MODEL_DIR = Path("onnx")

# Load tokenizer and ONNX session
tokenizer = Tokenizer.from_file(str(MODEL_DIR / "tokenizer.json"))
tokenizer.enable_truncation(max_length=256)
tokenizer.enable_padding(pad_id=1, pad_token="<pad>", length=256)

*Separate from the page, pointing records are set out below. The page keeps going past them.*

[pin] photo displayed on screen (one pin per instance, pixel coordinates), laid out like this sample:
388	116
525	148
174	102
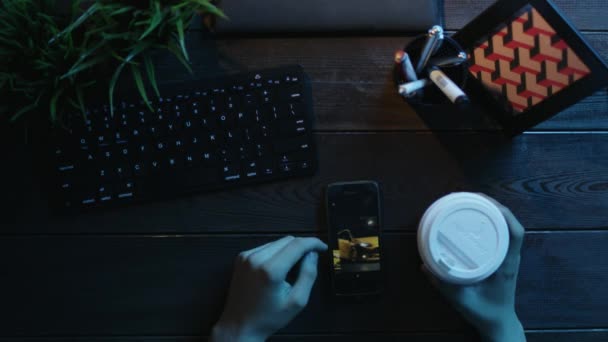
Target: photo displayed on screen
524	61
357	248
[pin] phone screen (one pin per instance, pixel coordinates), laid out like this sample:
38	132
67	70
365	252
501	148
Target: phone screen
354	218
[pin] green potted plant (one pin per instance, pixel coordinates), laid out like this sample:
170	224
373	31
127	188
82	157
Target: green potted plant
50	58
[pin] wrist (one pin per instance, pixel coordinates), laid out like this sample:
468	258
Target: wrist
508	330
229	332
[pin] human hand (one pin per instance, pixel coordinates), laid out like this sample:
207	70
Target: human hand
260	300
490	304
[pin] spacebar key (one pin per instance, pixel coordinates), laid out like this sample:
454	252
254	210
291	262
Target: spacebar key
179	182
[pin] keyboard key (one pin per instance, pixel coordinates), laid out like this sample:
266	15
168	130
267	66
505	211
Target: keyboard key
208	158
231	172
251	169
123	171
296	144
266	167
104	193
139	169
287	167
174	163
125	191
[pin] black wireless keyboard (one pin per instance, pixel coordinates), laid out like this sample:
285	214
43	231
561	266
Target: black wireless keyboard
203	135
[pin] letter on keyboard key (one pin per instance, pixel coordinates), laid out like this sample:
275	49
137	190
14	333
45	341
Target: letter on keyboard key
296	144
251	169
231	172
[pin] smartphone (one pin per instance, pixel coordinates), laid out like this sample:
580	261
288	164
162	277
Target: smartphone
354	219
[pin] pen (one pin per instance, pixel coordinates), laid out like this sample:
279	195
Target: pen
446	62
432	38
439	41
447	86
403	61
408	68
411	88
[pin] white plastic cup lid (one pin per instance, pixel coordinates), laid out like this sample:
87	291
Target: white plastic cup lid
463	238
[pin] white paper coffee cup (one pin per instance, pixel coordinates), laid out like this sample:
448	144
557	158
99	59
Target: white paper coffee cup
463	238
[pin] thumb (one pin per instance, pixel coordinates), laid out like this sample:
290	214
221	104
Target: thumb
300	292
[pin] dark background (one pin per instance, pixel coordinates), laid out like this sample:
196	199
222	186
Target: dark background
159	272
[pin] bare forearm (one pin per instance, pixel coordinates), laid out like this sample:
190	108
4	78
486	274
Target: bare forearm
509	331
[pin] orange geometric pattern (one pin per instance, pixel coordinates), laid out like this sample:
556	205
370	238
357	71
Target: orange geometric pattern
526	61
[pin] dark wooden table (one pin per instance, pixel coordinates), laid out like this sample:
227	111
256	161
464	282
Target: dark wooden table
159	272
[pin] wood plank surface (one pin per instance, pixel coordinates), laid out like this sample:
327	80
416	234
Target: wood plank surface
551	181
352	81
175	286
588	15
532	336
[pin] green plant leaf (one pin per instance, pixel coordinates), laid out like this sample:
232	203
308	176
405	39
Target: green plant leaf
156	19
79	67
139	82
210	8
120	11
180	34
89	12
151	74
136	50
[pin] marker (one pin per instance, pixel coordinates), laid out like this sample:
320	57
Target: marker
411	88
446	62
432	38
447	86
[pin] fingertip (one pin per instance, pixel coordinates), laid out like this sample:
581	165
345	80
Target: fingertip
312	257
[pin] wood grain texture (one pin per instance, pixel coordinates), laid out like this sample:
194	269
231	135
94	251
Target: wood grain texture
352	81
587	16
175	285
581	335
556	181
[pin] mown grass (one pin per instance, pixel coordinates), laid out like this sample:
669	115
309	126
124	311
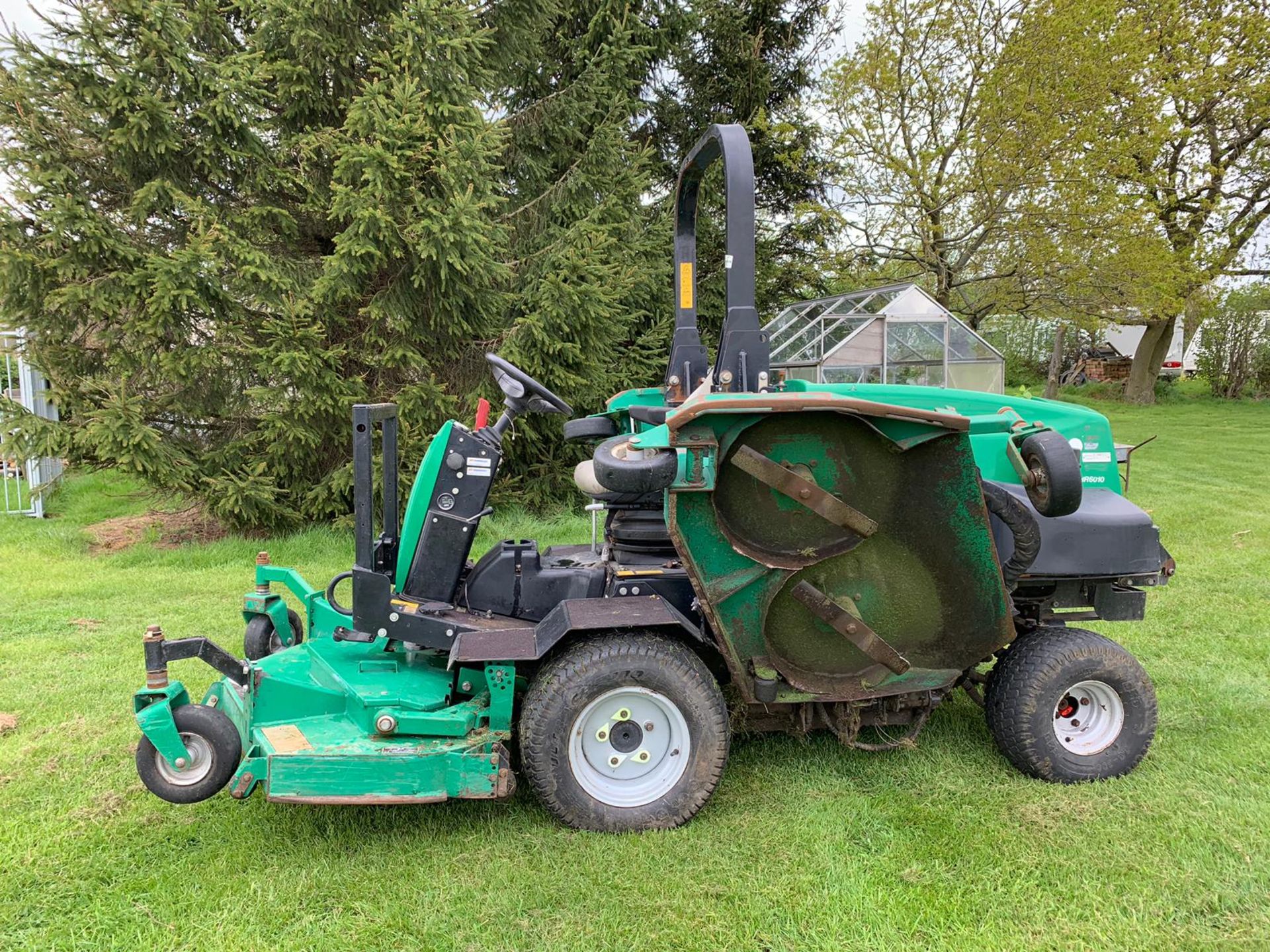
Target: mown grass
806	846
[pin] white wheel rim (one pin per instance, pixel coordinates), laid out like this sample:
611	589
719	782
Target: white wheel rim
200	763
629	746
1089	717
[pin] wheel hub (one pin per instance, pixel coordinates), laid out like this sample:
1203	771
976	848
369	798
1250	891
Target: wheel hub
198	767
629	746
1089	717
625	736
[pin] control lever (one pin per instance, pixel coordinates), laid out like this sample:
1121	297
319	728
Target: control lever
482	514
343	634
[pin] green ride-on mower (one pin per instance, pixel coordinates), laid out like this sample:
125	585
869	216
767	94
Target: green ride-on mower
824	556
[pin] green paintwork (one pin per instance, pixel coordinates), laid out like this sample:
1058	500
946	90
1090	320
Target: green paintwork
987	434
308	719
309	724
934	594
417	508
320	617
990	427
153	707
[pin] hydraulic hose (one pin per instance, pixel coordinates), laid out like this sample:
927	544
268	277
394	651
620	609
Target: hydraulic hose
1023	527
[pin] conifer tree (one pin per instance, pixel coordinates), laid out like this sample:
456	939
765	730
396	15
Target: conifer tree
233	222
753	63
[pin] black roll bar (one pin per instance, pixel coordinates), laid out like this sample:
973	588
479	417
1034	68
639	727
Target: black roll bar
743	360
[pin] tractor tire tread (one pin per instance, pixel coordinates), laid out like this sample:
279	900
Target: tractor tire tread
1011	699
542	754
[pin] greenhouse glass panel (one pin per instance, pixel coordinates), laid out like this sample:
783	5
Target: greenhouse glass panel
833	334
925	375
964	344
896	333
853	375
913	342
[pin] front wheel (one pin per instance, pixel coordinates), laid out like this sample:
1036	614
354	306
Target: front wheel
215	750
624	733
1068	705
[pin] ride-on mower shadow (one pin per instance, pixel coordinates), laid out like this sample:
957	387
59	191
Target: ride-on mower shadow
843	556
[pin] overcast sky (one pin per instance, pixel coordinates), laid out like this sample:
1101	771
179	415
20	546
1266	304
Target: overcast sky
18	13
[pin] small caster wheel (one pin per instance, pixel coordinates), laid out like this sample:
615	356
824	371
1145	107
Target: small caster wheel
621	467
1058	474
261	640
215	752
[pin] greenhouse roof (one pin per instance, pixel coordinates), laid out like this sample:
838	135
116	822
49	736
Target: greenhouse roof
808	332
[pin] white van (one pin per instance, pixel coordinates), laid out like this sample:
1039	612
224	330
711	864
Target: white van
1126	339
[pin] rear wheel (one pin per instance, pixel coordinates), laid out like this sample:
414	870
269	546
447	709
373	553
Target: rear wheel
215	750
624	733
261	639
1068	705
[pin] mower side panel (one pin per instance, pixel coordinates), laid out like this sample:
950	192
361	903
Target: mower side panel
314	725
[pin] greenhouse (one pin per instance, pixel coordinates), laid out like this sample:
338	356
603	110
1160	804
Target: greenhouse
894	334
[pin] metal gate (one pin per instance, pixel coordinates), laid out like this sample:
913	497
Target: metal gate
26	481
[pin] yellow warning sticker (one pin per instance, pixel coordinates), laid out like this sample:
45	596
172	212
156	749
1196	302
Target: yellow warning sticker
286	739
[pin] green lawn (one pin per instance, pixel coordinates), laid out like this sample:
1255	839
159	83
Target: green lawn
806	844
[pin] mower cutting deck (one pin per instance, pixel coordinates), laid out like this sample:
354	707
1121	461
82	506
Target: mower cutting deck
843	556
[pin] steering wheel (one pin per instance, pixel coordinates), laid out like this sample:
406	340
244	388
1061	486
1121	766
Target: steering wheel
525	393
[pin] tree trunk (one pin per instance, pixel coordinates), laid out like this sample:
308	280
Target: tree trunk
1056	364
1152	350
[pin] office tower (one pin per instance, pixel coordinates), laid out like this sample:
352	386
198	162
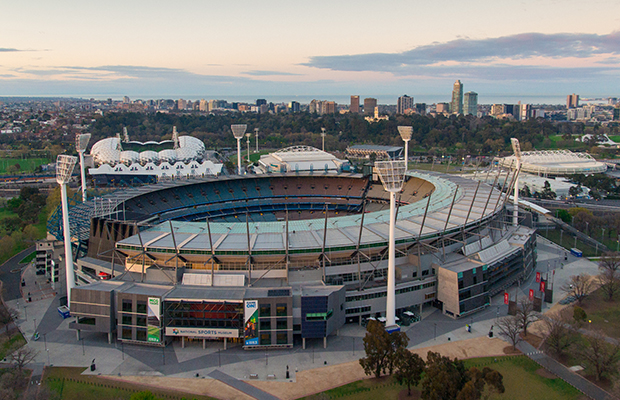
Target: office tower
355	105
572	101
293	106
369	106
456	106
470	103
404	103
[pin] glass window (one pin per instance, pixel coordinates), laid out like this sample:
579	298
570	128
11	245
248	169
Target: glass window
265	310
281	310
141	335
127	306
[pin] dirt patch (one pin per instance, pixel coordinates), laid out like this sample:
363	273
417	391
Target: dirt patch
545	374
508	350
415	395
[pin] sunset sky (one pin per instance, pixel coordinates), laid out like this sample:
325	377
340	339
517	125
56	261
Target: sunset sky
273	48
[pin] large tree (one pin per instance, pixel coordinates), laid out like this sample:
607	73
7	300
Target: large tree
382	349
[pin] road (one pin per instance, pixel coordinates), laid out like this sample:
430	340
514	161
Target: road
10	274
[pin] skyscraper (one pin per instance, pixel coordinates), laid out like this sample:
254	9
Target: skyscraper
369	106
470	104
355	105
404	103
456	107
572	101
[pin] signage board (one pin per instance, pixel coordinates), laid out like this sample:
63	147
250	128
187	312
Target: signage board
153	325
250	322
203	332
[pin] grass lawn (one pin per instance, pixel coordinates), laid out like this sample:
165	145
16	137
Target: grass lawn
604	314
71	385
521	380
26	166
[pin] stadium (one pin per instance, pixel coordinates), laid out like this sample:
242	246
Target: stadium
264	260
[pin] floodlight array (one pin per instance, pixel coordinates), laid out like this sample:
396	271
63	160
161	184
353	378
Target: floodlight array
392	174
64	168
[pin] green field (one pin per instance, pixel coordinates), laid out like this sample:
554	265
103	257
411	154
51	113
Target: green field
521	380
27	165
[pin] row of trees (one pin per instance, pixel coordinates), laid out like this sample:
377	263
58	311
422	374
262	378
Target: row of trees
440	377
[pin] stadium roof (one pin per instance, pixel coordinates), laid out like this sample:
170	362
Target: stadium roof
555	162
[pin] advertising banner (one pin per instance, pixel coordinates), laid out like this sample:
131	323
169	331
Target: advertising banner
250	325
153	325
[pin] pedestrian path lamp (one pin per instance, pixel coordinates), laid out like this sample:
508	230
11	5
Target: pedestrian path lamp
405	134
392	175
64	169
81	142
238	132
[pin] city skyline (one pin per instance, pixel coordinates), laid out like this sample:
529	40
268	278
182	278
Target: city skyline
276	49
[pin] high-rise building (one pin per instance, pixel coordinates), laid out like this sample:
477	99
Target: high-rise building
572	101
456	106
355	105
470	103
369	106
404	103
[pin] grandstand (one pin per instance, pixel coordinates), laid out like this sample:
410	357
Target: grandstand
309	250
555	163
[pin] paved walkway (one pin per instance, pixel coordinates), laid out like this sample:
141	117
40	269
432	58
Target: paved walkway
241	386
577	381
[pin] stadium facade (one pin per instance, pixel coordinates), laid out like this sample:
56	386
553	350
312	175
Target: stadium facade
264	259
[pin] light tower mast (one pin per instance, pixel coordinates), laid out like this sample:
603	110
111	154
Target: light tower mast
238	132
516	148
81	142
392	175
405	134
64	169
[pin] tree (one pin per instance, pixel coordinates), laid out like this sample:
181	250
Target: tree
510	328
410	369
578	286
526	314
603	357
23	356
560	335
382	349
609	277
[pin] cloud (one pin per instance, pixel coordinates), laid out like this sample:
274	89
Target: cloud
465	50
269	73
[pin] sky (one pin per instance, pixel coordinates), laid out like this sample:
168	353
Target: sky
277	48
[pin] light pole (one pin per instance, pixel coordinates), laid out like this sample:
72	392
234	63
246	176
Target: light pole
238	132
392	175
64	169
81	142
405	134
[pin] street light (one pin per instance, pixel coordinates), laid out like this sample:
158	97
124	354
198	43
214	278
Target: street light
64	169
81	142
392	175
238	132
405	134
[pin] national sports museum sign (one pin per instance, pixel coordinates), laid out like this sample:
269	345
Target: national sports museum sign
202	332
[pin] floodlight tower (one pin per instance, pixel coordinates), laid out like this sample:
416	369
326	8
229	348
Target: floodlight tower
238	132
516	148
64	169
392	175
256	133
405	134
81	142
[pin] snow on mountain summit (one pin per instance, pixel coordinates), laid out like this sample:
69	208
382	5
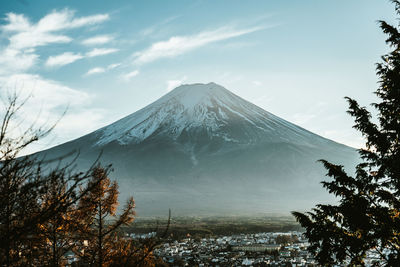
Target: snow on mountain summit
195	109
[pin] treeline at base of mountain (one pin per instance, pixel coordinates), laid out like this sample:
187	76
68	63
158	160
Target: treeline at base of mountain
50	213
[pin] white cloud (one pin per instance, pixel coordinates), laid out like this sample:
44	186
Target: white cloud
101	52
97	40
257	83
128	76
178	45
45	31
14	60
24	36
69	57
47	101
113	66
95	71
63	59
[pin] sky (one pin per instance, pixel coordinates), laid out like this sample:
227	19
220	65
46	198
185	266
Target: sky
85	64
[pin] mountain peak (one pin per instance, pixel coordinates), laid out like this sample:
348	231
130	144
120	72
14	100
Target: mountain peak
202	111
191	95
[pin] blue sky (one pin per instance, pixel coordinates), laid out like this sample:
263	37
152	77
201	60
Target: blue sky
103	60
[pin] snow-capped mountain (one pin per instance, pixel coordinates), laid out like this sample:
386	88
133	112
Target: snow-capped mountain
201	149
203	107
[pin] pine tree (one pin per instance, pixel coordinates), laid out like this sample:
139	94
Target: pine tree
367	216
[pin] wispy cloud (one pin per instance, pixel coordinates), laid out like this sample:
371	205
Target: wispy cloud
101	52
25	36
69	57
178	45
49	98
113	66
128	76
63	59
46	31
97	40
95	71
98	70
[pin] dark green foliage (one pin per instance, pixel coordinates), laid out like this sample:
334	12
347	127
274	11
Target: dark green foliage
367	217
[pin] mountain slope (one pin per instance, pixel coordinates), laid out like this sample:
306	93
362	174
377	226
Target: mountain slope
200	149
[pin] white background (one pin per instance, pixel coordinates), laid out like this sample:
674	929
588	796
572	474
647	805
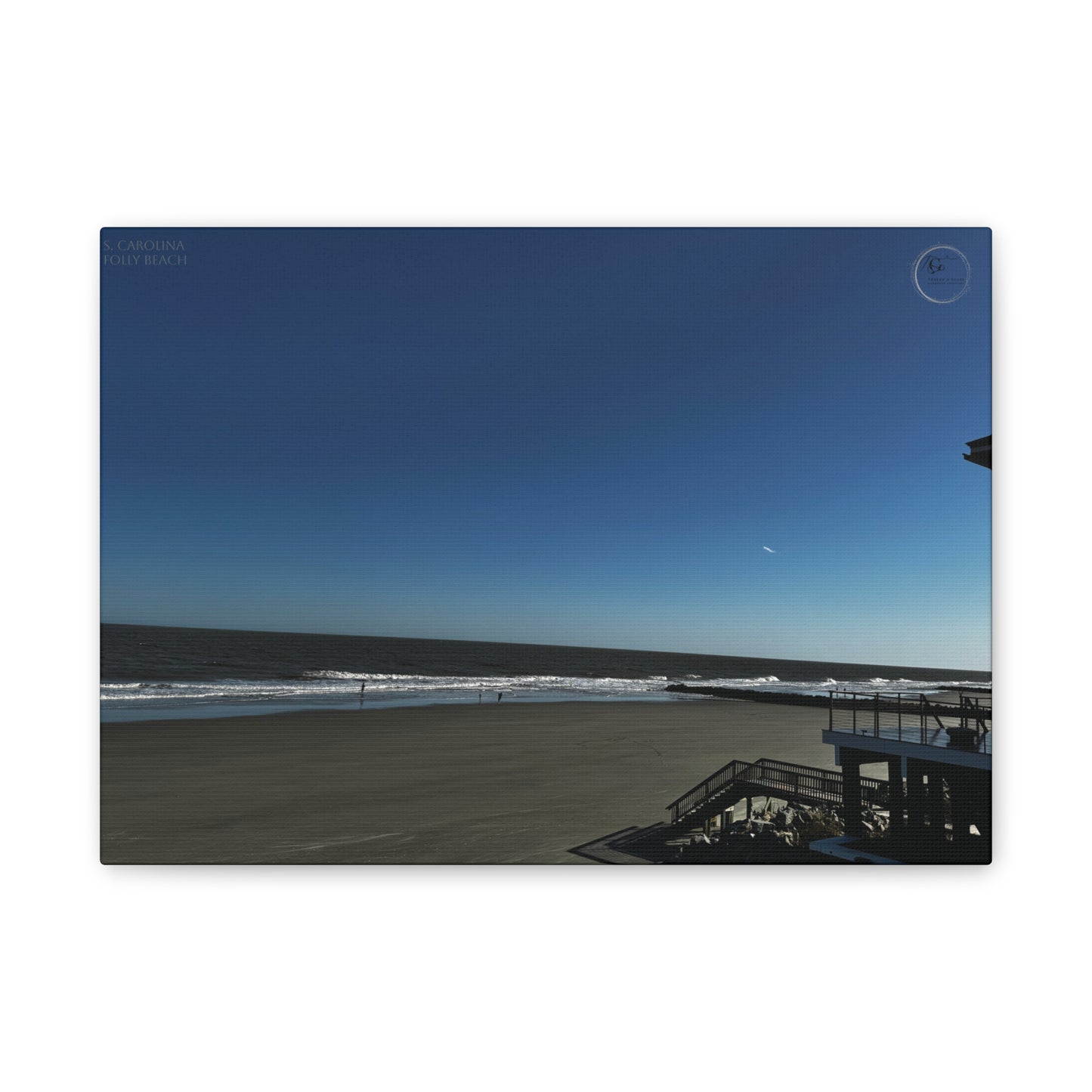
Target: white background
706	114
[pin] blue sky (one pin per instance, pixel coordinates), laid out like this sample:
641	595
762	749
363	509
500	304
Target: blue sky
555	436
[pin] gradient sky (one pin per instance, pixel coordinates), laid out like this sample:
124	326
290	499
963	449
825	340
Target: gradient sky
552	436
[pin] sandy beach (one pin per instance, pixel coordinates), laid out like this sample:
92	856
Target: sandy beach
519	783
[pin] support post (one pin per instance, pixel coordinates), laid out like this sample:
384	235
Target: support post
851	794
896	802
938	832
915	797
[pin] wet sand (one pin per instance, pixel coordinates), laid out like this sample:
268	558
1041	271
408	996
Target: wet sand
508	783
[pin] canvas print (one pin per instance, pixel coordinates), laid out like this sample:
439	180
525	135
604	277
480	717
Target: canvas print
545	546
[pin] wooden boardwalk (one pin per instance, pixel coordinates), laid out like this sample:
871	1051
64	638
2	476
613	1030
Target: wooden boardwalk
784	781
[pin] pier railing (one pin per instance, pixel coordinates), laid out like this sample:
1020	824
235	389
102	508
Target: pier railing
961	716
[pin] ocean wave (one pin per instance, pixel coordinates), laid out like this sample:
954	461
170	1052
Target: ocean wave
345	688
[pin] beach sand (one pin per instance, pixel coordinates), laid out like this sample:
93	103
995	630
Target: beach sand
503	783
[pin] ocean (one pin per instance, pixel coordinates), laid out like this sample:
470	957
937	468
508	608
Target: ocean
156	672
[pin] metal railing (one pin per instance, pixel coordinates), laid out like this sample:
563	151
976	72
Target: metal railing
773	778
912	718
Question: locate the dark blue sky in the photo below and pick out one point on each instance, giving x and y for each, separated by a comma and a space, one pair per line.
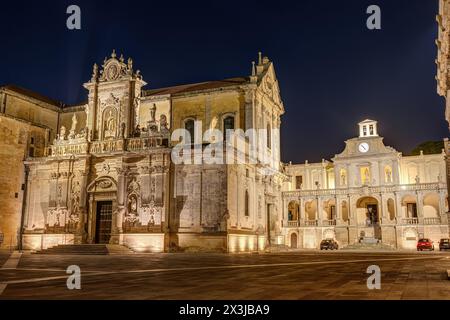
332, 70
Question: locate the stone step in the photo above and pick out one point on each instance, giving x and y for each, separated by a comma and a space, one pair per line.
86, 249
368, 246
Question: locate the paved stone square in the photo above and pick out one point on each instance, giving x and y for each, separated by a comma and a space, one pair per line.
300, 275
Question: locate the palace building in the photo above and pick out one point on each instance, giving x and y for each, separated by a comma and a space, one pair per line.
101, 172
369, 193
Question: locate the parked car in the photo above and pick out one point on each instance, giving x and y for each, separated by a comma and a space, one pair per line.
444, 244
425, 244
329, 244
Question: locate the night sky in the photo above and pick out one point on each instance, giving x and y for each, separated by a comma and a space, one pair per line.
333, 71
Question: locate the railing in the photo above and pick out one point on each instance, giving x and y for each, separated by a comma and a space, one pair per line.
411, 221
310, 223
75, 149
431, 221
106, 146
68, 147
329, 223
291, 224
364, 189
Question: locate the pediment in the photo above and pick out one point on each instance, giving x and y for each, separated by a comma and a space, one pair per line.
269, 85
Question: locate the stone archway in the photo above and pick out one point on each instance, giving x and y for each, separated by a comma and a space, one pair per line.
410, 237
101, 220
293, 211
367, 211
294, 241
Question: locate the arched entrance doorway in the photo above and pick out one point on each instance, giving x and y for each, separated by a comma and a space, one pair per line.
293, 211
367, 211
368, 217
101, 221
294, 241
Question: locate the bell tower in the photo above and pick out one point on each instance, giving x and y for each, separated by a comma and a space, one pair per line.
114, 98
368, 128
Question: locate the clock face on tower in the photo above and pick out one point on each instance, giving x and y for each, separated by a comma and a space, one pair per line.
363, 147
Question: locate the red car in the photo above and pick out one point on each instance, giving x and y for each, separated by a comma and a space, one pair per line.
425, 244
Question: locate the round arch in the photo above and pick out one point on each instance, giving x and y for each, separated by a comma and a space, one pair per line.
367, 210
431, 205
293, 211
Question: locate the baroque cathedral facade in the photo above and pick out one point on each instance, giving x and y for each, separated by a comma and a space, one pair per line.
103, 172
370, 193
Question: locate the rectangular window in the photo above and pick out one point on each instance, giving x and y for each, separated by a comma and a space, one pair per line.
298, 182
411, 210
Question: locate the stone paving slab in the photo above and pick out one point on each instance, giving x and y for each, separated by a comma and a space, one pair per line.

session = ort.InferenceSession(
    str(MODEL_DIR / "model.onnx"),
    providers=["CPUExecutionProvider"],
)

def classify(text: str, threshold: float = 0.5) -> tuple[int, list[float]]:
    encoded = tokenizer.encode(text)
    inputs = {
        "input_ids": np.array([encoded.ids], dtype=np.int64),
        "attention_mask": np.array([encoded.attention_mask], dtype=np.int64),
    }
    logits = session.run(None, inputs)[0]
    probs = np.exp(logits) / np.sum(np.exp(logits), axis=-1, keepdims=True)
    label = int(probs[0][1] >= threshold)
    return label, probs[0].tolist()

# Example
label, probs = classify("Du bist ein Idiot!")
print(f"Label: {label} — {'Offensive' if label == 1 else 'Safe'}")
print(f"Probabilities: safe={probs[0]:.3f}, offensive={probs[1]:.3f}")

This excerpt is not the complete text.